December 12, 2014
By Robin Wright
The enemy of our enemy may not always be our friend. But when it comes to fighting Islamic State, even an old rival has become a de facto ally: Both the United States and Iran are bombing ISIS targets in Iraq.
And, in one of the oddest turns of the new war, the Iranians are using American warplanes to bomb ISIS targets–vintage F-4 Phantoms sold to the monarchy before the 1979 revolution, according to analysis of video by Jane’s Defense Weekly. The Iranian airstrikes began late last month in eastern Diyala province, the ISIS-held area closest to the Iranian border.
Equally striking, in another sense, was the summit of 60 nations Wednesday in Brussels to develop a joint road map in confronting Islamic State, also known as ISIS or ISIL. Top officials came from as far away as Australia, Iceland and Korea. But Iran, which shares a 900-mile border with Iraq, was not invited.
The Saudis have been particularly insistent that Iran, a rival for hegemony in the Persian Gulf and in the Islamic world, is not included in diplomatic efforts on either Iraq or Syria.
Tehran is the conundrum in developing a viable strategy against ISIS. The 60-nation coalition does not want to deploy troops in Iraq or Syria to fight ISIS. But Iran has—openly. Since Islamist militants began seizing territory in June, Iran played a pivotal role in aiding the two Kurdish pesh merga militias and the three Shiite militias that have fought ISIS on the ground after four battalions of the U.S.-trained Iraqi army disintegrated in June. Although it once supported Iraq’s former prime minister, Nouri al-Maliki, whose autocratic and sectarian rule created today’s crisis, Tehran has become an ally of Mr. Maliki’s successor, Prime Minister Haidar al-Abadi.
Gen. Qasem Soleimani, commander of the elite Qods Force wing of the Revolutionary Guards, has been unusually visible in battlefield photographs with various fighters. And Baghdad has acknowledged that Tehran has provided war materiel. So, Iran has taken on a role that the U.S. and its allies didn’t want to assume.
Both Washington and Tehran have denied that they are coordinating military strategy. Both defer to Iraq, which has control over its airspace–and the right to allow both countries to target ISIS militants.

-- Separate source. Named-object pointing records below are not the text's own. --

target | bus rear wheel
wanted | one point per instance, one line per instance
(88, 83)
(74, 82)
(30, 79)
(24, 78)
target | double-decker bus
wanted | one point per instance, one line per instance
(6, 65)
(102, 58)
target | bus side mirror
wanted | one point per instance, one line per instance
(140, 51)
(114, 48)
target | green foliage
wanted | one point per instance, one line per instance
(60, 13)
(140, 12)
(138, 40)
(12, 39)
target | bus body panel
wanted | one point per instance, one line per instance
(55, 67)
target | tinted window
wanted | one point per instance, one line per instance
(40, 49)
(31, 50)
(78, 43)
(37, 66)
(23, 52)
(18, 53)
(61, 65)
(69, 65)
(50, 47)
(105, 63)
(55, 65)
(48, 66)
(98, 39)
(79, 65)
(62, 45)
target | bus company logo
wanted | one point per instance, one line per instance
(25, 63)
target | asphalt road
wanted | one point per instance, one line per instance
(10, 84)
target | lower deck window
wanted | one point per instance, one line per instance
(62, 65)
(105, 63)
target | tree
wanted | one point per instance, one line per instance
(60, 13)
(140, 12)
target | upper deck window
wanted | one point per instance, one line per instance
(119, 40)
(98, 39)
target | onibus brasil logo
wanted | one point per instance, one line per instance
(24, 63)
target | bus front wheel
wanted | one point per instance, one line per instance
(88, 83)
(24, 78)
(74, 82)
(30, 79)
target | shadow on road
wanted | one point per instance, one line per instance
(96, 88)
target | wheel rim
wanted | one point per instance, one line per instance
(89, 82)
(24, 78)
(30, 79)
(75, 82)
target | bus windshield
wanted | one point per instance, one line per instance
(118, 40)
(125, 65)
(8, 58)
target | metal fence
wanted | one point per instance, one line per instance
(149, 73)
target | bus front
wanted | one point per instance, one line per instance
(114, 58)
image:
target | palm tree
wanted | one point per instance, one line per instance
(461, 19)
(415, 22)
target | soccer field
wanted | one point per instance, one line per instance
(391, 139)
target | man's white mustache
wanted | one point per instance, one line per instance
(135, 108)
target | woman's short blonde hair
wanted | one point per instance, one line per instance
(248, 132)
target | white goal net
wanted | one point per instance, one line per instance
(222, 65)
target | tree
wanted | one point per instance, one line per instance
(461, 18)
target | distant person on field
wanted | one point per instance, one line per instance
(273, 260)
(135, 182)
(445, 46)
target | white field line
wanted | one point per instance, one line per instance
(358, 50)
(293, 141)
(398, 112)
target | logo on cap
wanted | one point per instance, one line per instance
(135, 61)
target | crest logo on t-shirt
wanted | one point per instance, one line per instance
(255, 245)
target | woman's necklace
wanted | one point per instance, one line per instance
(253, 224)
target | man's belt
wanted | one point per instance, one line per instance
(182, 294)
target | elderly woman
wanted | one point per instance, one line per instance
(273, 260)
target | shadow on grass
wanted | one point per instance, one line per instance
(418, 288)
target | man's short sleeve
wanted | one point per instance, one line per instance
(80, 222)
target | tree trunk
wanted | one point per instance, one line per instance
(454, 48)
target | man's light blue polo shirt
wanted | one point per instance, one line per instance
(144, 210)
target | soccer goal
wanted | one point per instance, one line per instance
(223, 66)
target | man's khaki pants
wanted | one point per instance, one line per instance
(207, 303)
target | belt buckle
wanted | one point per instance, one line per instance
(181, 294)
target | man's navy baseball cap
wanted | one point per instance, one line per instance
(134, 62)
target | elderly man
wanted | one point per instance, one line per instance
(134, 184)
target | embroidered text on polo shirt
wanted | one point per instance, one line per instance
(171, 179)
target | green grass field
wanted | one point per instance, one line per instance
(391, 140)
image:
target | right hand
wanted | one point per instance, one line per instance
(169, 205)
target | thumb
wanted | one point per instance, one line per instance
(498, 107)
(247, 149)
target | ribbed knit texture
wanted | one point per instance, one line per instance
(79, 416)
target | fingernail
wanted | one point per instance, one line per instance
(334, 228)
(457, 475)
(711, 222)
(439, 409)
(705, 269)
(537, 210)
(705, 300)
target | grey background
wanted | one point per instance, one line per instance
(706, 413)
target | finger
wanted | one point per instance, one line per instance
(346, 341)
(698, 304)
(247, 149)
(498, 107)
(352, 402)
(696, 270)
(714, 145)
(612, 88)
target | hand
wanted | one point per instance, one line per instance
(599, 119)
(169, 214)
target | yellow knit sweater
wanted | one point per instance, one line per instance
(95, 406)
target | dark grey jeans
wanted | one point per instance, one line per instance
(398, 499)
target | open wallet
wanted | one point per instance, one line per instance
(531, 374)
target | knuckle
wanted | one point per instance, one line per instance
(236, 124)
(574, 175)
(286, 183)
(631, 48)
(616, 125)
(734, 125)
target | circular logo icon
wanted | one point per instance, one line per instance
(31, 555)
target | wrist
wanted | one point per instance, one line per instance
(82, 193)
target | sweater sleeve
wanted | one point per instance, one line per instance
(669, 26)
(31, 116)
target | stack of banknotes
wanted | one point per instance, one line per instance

Secretary of State John Kerry indicated on Wednesday that Washington is not totally opposed to the Iranian airstrikes. “I think it’s self-evident that if Iran is taking on ISIL in some particular place, and it’s confined to taking on ISIL, and it has an impact, the net effect is positive,” he said at a news conference in Brussels. Iran’s airstrikes could mean fewer targets for the U.S.-led coalition.
But the common concerns break down over Syria, where both countries want to defeat ISIS.
The U.S. and its allies say that President Bashar al-Assad no longer has the right to rule after almost four years of a ruthless war that has killed more than 200,000 people and driven almost half of Syria’s 22 million residents to abandon their homes for other areas or to flee Syria altogether.
But Iran is Mr. Assad’s closest ally, and Revolutionary Guards and Hezbollah, the Iranian-backed militia in Lebanon, have reportedly played key roles in fighting moderate rebels supported by the U.S. and other Western powers.
Iran, as the region’s largest Shiite country, also interjects a sectarian dimension into both the Iraq and Syria crises, where the status of Sunni communities is a political flash point in the multi-sided conflict.
The Pentagon is particularly concerned about the byproducts of Iran’s involvement in the war. “Our message to Iran is the same today as when it started,” Rear Admiral John F. Kirby, the Pentagon spokesman, said Tuesday. “We want nothing to be done that further inflames sectarian tensions in the country.”
The United States and Iran may not have reached a deal on Tehran’s controversial nuclear program last week. But the rise of ISIS has given them some common cause—and even produced similar military responses.
Robin Wright is a journalist, author and foreign policy analyst. She is currently a USIP Senior Fellow-Wilson Center Distinguished Scholar.